CAPE CANAVERAL, Fla. — NASA has discovered an interstellar comet that's wandered into our backyard.
The space agency spotted the quick-moving object with the Atlas telescope in Chile earlier this week, and confirmed it was a comet from another star system.
It's officially the third known interstellar object to pass through our solar system and poses no threat to Earth.
''These things take millions of years to go from one stellar neighborhood to another, so this thing has likely been traveling through space for hundreds of millions of years, even billions of years,'' Paul Chodas, director of NASA's Center for Near Earth Object Studies, said Thursday. ''We don't know, and so we can't predict which star it came from.''
The newest visitor is 416 million miles (670 million kilometers) from the sun, out near Jupiter, and heading this way at a blistering 37 miles (59 kilometers) per second.

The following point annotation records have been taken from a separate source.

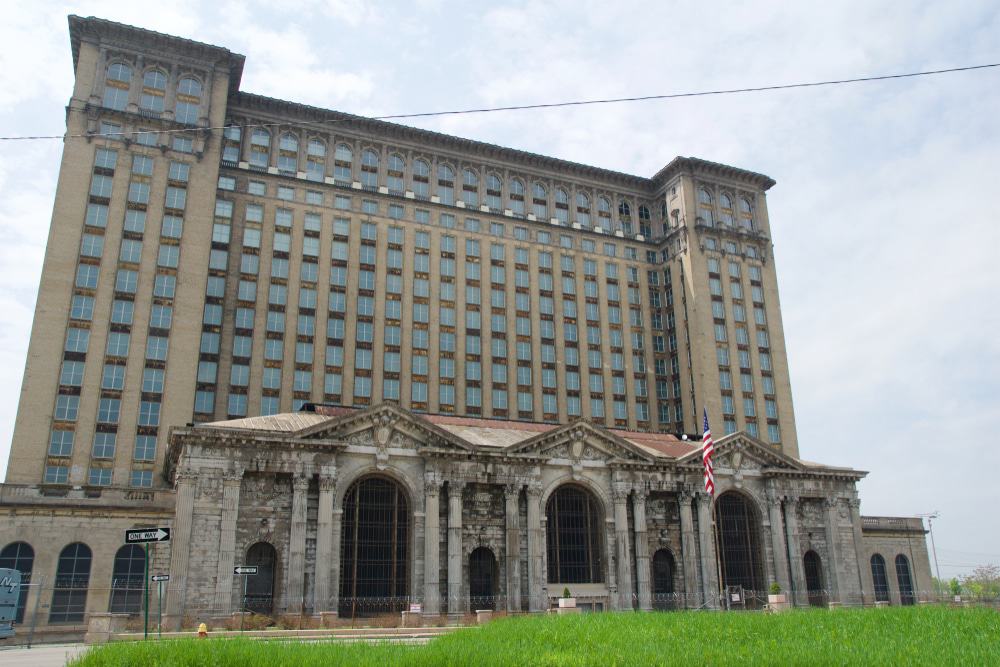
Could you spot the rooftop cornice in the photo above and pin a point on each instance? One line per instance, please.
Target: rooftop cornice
(101, 29)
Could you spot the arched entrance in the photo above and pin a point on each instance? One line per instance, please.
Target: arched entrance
(374, 548)
(663, 580)
(127, 580)
(260, 587)
(482, 579)
(905, 580)
(880, 578)
(573, 536)
(21, 557)
(740, 556)
(814, 579)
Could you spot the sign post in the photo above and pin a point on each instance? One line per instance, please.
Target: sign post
(144, 536)
(244, 571)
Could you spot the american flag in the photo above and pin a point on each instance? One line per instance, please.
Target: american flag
(707, 448)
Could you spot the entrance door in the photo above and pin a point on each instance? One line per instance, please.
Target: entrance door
(482, 579)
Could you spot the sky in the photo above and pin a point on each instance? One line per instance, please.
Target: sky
(885, 235)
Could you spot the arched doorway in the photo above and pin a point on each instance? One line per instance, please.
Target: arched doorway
(905, 580)
(482, 579)
(740, 555)
(127, 580)
(260, 587)
(374, 548)
(69, 595)
(663, 580)
(21, 557)
(814, 579)
(880, 578)
(573, 536)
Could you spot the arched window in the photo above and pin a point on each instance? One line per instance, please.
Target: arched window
(446, 184)
(738, 537)
(813, 567)
(663, 580)
(517, 196)
(483, 579)
(573, 536)
(583, 209)
(316, 160)
(260, 147)
(421, 179)
(69, 594)
(562, 206)
(880, 579)
(188, 100)
(397, 167)
(21, 557)
(470, 187)
(288, 153)
(369, 169)
(154, 87)
(539, 201)
(260, 587)
(116, 85)
(127, 580)
(905, 580)
(343, 157)
(494, 192)
(374, 548)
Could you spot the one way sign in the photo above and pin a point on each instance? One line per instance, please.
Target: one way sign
(147, 535)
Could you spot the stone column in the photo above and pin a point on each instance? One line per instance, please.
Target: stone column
(324, 545)
(706, 540)
(619, 495)
(778, 539)
(536, 540)
(642, 571)
(865, 582)
(794, 550)
(297, 546)
(432, 546)
(833, 559)
(512, 496)
(688, 549)
(455, 602)
(227, 541)
(185, 484)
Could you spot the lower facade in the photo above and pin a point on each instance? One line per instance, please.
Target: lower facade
(356, 513)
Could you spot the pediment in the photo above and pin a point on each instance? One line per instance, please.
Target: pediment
(581, 441)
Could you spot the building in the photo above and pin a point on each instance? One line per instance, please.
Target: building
(256, 316)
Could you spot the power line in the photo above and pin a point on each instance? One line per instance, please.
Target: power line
(526, 107)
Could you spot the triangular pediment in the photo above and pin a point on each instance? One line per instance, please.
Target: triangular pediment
(581, 441)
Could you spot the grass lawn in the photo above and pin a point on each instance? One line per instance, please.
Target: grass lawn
(896, 636)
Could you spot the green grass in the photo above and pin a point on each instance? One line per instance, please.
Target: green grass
(897, 636)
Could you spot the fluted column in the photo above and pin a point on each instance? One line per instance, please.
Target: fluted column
(794, 551)
(432, 545)
(512, 496)
(619, 495)
(227, 541)
(706, 540)
(536, 542)
(642, 571)
(833, 557)
(778, 539)
(297, 546)
(185, 484)
(325, 555)
(455, 604)
(688, 548)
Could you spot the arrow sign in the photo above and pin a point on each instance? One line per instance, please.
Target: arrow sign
(144, 535)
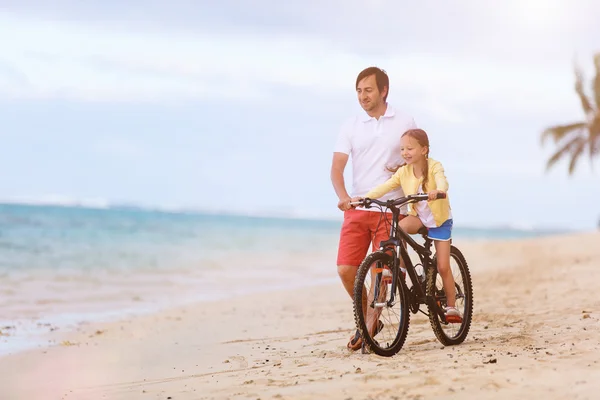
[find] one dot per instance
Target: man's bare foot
(355, 342)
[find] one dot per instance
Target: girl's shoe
(453, 316)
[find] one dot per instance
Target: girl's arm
(440, 177)
(387, 186)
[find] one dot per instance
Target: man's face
(369, 96)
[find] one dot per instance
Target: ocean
(61, 266)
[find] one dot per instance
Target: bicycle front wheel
(451, 333)
(382, 319)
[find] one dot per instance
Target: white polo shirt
(373, 144)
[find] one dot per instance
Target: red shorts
(360, 230)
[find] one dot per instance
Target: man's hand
(344, 203)
(433, 194)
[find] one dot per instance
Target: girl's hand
(433, 194)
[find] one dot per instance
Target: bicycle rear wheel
(451, 333)
(383, 324)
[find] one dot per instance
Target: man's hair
(381, 78)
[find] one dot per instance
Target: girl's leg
(442, 250)
(411, 224)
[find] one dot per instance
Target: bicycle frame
(397, 235)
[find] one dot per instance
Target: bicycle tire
(404, 322)
(434, 319)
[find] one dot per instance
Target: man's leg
(355, 239)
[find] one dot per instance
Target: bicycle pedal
(453, 319)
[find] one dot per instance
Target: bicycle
(370, 303)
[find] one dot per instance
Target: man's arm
(338, 165)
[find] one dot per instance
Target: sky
(234, 106)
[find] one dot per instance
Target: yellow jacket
(405, 177)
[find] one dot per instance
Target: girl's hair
(421, 137)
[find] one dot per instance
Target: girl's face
(411, 150)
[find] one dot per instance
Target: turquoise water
(62, 266)
(59, 238)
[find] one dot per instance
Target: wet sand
(534, 333)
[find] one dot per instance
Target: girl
(421, 174)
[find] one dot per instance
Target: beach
(534, 333)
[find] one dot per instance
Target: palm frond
(596, 86)
(585, 101)
(559, 132)
(594, 136)
(565, 150)
(576, 151)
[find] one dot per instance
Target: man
(373, 141)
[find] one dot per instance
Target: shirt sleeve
(343, 143)
(440, 177)
(387, 186)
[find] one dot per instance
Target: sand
(535, 333)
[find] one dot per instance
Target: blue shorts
(443, 232)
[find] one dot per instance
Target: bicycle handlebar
(366, 202)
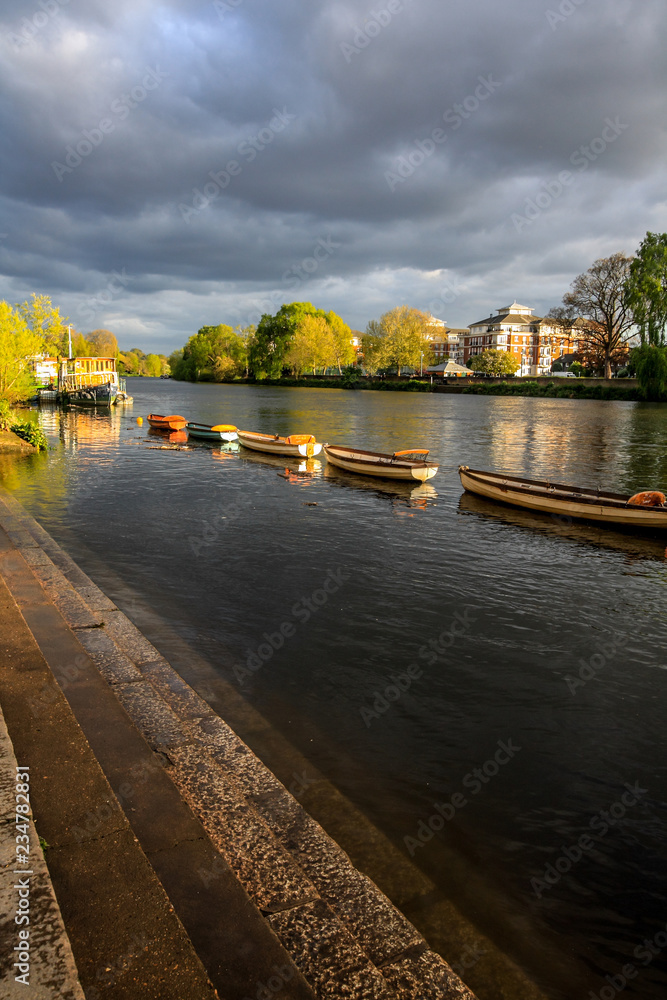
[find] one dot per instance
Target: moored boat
(169, 423)
(212, 432)
(304, 445)
(401, 465)
(569, 501)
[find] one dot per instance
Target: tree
(401, 338)
(494, 362)
(266, 357)
(599, 297)
(153, 365)
(103, 344)
(344, 353)
(214, 352)
(650, 364)
(18, 343)
(646, 289)
(312, 346)
(371, 349)
(81, 348)
(44, 319)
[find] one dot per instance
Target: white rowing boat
(569, 501)
(401, 465)
(303, 445)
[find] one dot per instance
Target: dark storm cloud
(208, 150)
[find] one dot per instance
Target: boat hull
(274, 445)
(587, 505)
(205, 433)
(93, 395)
(173, 422)
(368, 463)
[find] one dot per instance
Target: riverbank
(540, 387)
(232, 883)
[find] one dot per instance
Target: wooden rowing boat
(212, 432)
(555, 499)
(304, 445)
(170, 423)
(401, 465)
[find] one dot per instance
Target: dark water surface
(228, 551)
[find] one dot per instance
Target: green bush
(31, 433)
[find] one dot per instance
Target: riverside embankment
(226, 548)
(181, 866)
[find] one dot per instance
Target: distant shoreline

NASA said the comet will make its closest approach to the sun in late October, scooting between the orbits of Mars and Earth — but closer to the red planet than us at a safe 150 million miles (240 million kilometers) away.
Astronomers around the world are monitoring the icy snowball that's been officially designated as 3I/Atlas to determine its size and shape. Chodas told The Associated Press that there have been more than 100 observations since its discovery on July 1, with preliminary reports of a tail and a cloud of gas and dust around the comet's nucleus.
The comet should be visible by telescope through September, before it gets too close to the sun, and reappear in December on the other side of the sun.